In the past, advisers did not always place the interest of their government clients ahead of all other interests and they had undisclosed conflicts of interest. Basically, local governments could be treated as “muppets” by advisers without any restraint from the law.
In the Dodd-Frank Reform Act, Congress created a new law to protect municipalities and gave new authority to the MSRB to create rules to regulate the activities of municipal advisers. To put the law into effect, the MSRB issued Proposed Rule G-42, and said:
The regulation of municipal advisors and their advisory activities is, as the SEC has recognized, generally intended to address problems observed with the conduct of some municipal advisors, ‘including ‘pay to play’ practices, undisclosed conflicts of interest, advice rendered by financial advisors without adequate training or qualifications, and failure to place the duty of loyalty to their clients ahead of their own interests.’

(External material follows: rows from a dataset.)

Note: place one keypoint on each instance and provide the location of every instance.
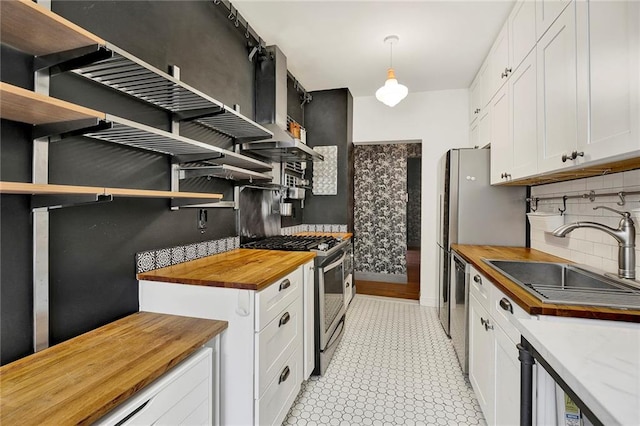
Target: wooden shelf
(53, 189)
(25, 106)
(35, 30)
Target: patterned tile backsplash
(154, 259)
(292, 230)
(589, 246)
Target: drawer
(177, 394)
(279, 396)
(479, 286)
(273, 299)
(505, 312)
(275, 343)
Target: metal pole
(526, 383)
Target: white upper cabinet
(499, 63)
(557, 103)
(479, 95)
(608, 40)
(522, 31)
(474, 100)
(546, 13)
(474, 136)
(523, 112)
(484, 128)
(501, 147)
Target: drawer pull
(506, 305)
(486, 324)
(285, 285)
(284, 319)
(284, 375)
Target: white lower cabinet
(494, 368)
(263, 349)
(481, 359)
(186, 394)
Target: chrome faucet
(625, 235)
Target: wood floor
(410, 290)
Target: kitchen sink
(569, 284)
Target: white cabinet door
(501, 147)
(557, 103)
(499, 60)
(485, 86)
(522, 31)
(608, 78)
(507, 376)
(474, 100)
(523, 129)
(481, 358)
(484, 128)
(546, 12)
(474, 136)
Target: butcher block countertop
(240, 268)
(475, 254)
(82, 379)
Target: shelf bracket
(53, 202)
(191, 202)
(59, 131)
(69, 60)
(194, 114)
(195, 158)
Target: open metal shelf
(124, 72)
(127, 132)
(222, 171)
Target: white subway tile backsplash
(583, 245)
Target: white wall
(584, 245)
(440, 120)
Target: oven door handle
(335, 264)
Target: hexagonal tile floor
(394, 366)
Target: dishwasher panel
(459, 305)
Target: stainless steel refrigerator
(472, 212)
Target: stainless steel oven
(330, 309)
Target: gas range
(321, 245)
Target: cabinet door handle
(284, 375)
(284, 319)
(285, 285)
(572, 156)
(506, 305)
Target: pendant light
(392, 92)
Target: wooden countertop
(475, 254)
(240, 268)
(80, 380)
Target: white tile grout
(394, 366)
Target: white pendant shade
(392, 92)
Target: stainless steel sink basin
(570, 284)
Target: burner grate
(291, 243)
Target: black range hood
(271, 112)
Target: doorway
(387, 219)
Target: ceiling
(335, 44)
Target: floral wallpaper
(380, 209)
(414, 184)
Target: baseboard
(385, 278)
(429, 301)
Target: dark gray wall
(92, 247)
(328, 120)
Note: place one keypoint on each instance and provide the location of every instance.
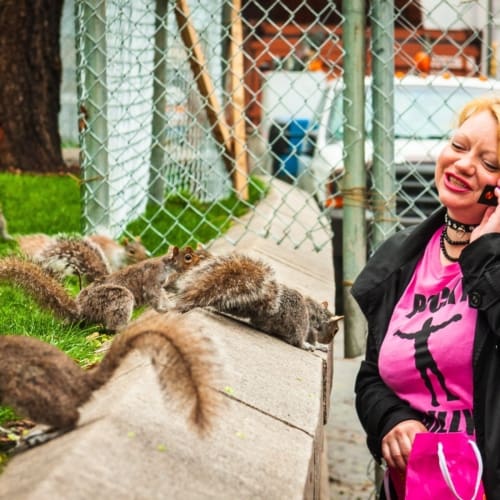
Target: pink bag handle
(446, 473)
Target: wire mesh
(188, 98)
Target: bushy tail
(228, 283)
(183, 357)
(75, 256)
(44, 289)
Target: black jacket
(377, 290)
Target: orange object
(422, 61)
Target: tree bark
(30, 69)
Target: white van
(425, 112)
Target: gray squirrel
(109, 300)
(246, 287)
(43, 383)
(88, 257)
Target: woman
(431, 296)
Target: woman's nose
(466, 163)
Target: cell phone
(488, 196)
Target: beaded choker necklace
(443, 246)
(459, 226)
(446, 236)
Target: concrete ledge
(268, 442)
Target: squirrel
(246, 287)
(67, 256)
(119, 255)
(91, 256)
(44, 384)
(109, 300)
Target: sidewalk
(350, 465)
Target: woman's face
(466, 164)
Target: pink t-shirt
(426, 356)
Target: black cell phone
(488, 196)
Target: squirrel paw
(321, 347)
(307, 346)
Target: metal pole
(93, 105)
(384, 175)
(157, 174)
(354, 183)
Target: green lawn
(51, 205)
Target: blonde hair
(487, 102)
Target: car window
(421, 112)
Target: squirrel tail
(183, 358)
(44, 289)
(75, 255)
(228, 283)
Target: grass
(51, 205)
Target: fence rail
(191, 97)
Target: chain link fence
(193, 99)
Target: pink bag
(445, 466)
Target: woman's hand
(490, 222)
(397, 443)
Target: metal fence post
(354, 226)
(384, 193)
(157, 172)
(94, 105)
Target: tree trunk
(30, 69)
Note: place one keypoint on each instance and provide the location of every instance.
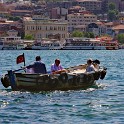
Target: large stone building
(90, 5)
(77, 19)
(44, 28)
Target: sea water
(101, 105)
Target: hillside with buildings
(59, 19)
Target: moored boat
(74, 78)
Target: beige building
(45, 28)
(77, 19)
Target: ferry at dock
(51, 44)
(88, 44)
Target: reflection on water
(100, 104)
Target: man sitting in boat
(56, 67)
(96, 64)
(90, 66)
(38, 66)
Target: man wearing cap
(38, 66)
(56, 67)
(90, 66)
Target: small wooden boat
(74, 78)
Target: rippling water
(102, 105)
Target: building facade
(77, 19)
(44, 28)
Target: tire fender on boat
(76, 79)
(63, 77)
(103, 73)
(5, 81)
(96, 75)
(53, 82)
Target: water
(92, 106)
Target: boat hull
(51, 82)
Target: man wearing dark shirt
(38, 66)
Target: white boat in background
(50, 44)
(83, 44)
(1, 44)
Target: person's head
(89, 61)
(96, 61)
(38, 58)
(57, 62)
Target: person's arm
(30, 66)
(45, 69)
(52, 68)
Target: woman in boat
(90, 66)
(56, 67)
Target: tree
(120, 38)
(112, 12)
(111, 6)
(77, 34)
(29, 37)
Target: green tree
(120, 38)
(112, 12)
(77, 34)
(29, 37)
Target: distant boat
(88, 44)
(51, 44)
(74, 78)
(1, 44)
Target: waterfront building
(76, 19)
(43, 28)
(90, 5)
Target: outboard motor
(5, 81)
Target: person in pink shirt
(56, 67)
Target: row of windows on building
(81, 21)
(45, 28)
(82, 17)
(47, 35)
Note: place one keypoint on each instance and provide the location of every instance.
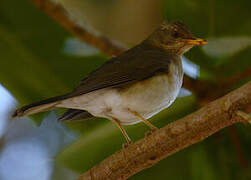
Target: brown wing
(134, 65)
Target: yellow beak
(196, 42)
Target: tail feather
(41, 106)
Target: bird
(132, 87)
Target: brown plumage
(131, 87)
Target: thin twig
(57, 12)
(173, 137)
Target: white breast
(147, 98)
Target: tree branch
(173, 137)
(57, 12)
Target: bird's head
(174, 37)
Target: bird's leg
(152, 127)
(128, 140)
(244, 115)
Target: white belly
(147, 98)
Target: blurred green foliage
(34, 66)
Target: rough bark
(173, 137)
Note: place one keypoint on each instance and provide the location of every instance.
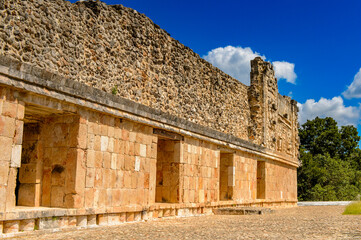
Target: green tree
(330, 161)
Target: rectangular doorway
(261, 180)
(167, 179)
(227, 177)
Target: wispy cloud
(285, 70)
(235, 61)
(334, 108)
(354, 90)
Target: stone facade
(176, 137)
(119, 50)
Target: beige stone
(11, 226)
(27, 225)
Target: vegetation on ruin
(330, 161)
(353, 209)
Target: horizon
(292, 35)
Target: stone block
(57, 196)
(138, 216)
(9, 109)
(104, 140)
(106, 160)
(10, 190)
(130, 217)
(137, 164)
(143, 150)
(111, 145)
(72, 221)
(81, 221)
(16, 156)
(113, 219)
(18, 135)
(90, 176)
(102, 219)
(89, 197)
(20, 111)
(6, 148)
(92, 220)
(113, 164)
(48, 223)
(4, 172)
(7, 126)
(29, 194)
(98, 159)
(122, 217)
(82, 136)
(27, 225)
(11, 226)
(63, 222)
(90, 161)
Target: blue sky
(318, 41)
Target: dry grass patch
(353, 209)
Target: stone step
(242, 211)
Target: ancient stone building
(105, 118)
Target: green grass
(353, 209)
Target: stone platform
(242, 211)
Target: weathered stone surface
(135, 59)
(242, 211)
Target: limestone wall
(123, 52)
(120, 50)
(11, 135)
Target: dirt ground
(313, 222)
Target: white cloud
(354, 90)
(235, 61)
(334, 108)
(285, 70)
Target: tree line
(330, 161)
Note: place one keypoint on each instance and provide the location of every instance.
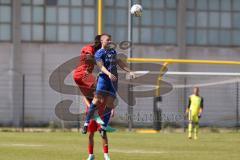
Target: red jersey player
(86, 82)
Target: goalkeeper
(194, 111)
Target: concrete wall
(40, 60)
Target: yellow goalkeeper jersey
(195, 103)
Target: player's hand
(132, 75)
(112, 77)
(112, 113)
(199, 116)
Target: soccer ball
(136, 10)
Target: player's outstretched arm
(104, 70)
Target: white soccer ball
(136, 10)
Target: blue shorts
(106, 87)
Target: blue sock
(90, 113)
(106, 117)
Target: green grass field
(123, 145)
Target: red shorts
(93, 125)
(86, 82)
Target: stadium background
(37, 36)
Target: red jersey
(85, 65)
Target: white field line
(136, 151)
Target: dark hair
(97, 42)
(105, 34)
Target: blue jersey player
(107, 61)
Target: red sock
(105, 148)
(90, 149)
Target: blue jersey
(109, 59)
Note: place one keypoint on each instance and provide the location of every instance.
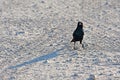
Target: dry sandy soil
(35, 40)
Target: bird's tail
(72, 40)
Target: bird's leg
(82, 44)
(74, 45)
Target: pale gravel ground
(35, 40)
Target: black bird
(78, 34)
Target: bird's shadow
(37, 59)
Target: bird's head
(80, 24)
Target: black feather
(78, 33)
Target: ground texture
(35, 40)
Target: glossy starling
(78, 34)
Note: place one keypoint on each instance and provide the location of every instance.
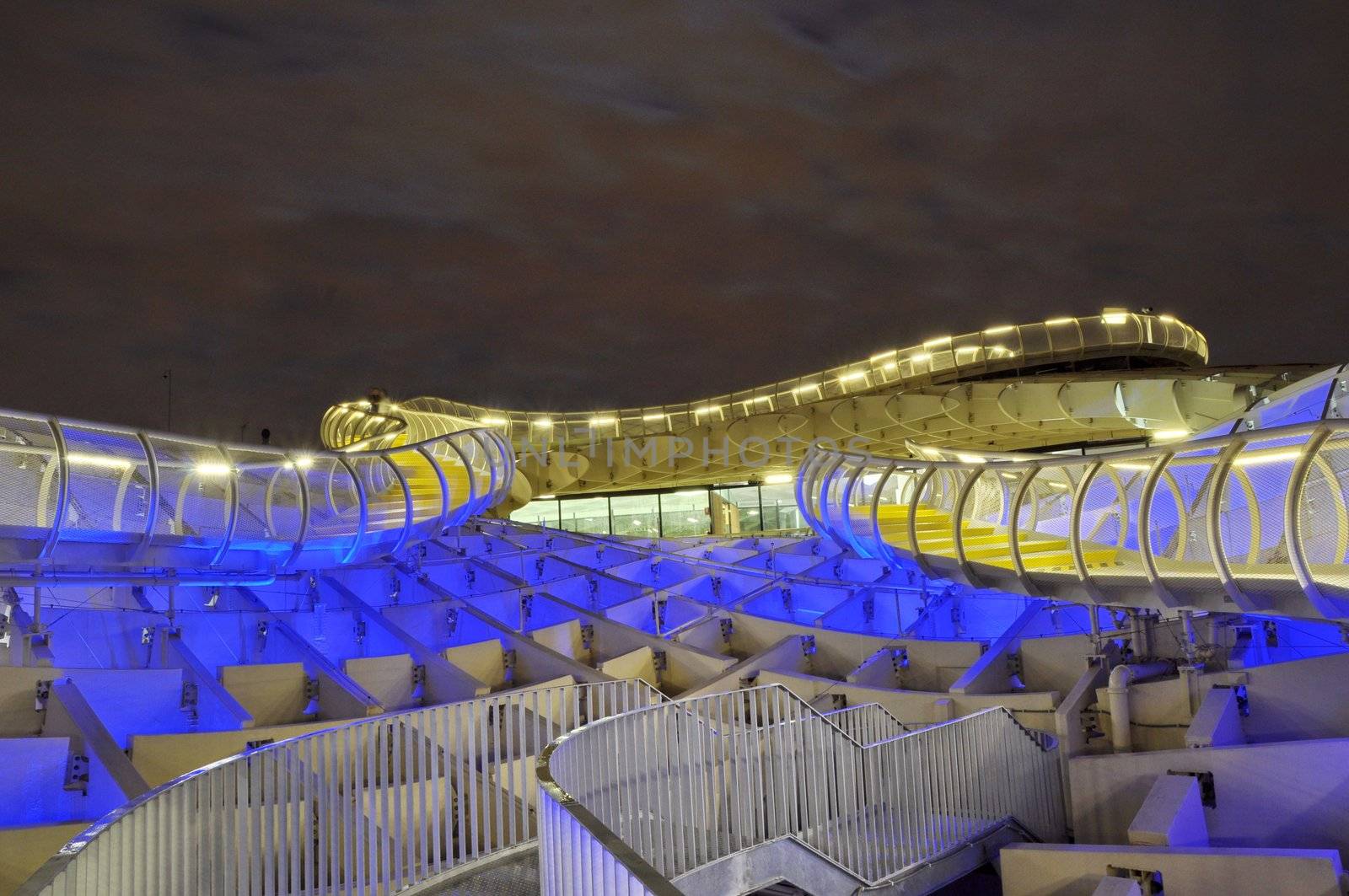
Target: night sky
(606, 204)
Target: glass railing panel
(110, 480)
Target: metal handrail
(1180, 536)
(366, 807)
(688, 783)
(105, 487)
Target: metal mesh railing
(67, 486)
(687, 783)
(368, 807)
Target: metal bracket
(1148, 882)
(1243, 698)
(1090, 722)
(78, 772)
(1207, 792)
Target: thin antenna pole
(168, 375)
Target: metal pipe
(1117, 694)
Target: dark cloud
(566, 207)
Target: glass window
(685, 513)
(636, 516)
(540, 513)
(735, 510)
(584, 514)
(780, 510)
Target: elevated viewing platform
(242, 669)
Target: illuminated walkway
(1116, 375)
(81, 496)
(1250, 516)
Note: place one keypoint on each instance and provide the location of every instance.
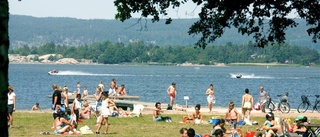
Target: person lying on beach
(62, 125)
(270, 127)
(220, 126)
(157, 114)
(184, 132)
(36, 107)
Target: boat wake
(249, 76)
(80, 73)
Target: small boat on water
(238, 76)
(53, 72)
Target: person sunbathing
(62, 125)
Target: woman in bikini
(247, 101)
(232, 115)
(122, 91)
(210, 97)
(197, 116)
(86, 113)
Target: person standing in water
(172, 94)
(210, 97)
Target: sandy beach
(217, 111)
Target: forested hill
(70, 31)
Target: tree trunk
(4, 64)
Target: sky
(84, 9)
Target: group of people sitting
(270, 128)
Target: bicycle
(303, 107)
(282, 105)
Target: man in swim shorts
(172, 94)
(247, 102)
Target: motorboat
(238, 76)
(53, 72)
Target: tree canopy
(265, 20)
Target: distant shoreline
(171, 64)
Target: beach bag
(250, 134)
(305, 99)
(257, 106)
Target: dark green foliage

The most serious problem has been that advisers did not previously have a fiduciary duty to their municipal clients. Here is what the proposed rule includes, according to the MSRB:
[D]raft Rule G-42 subjects municipal advisors to a duty of care in the conduct of their municipal advisory activities…
…Draft Rule G-42 does not permit a municipal advisor to recommend that a client enter into any municipal securities transaction or municipal financial product unless the advisor has a reasonable basis for believing that the transaction or product is suitable for the client.
The law now states that municipal entities cannot be sold bum products. Hooray for taxpayers.
This is only a draft of the new rule. The MSRB has requested comments on 25 questions about the proposed rule (page 25). Comments are being accepted until March 10th.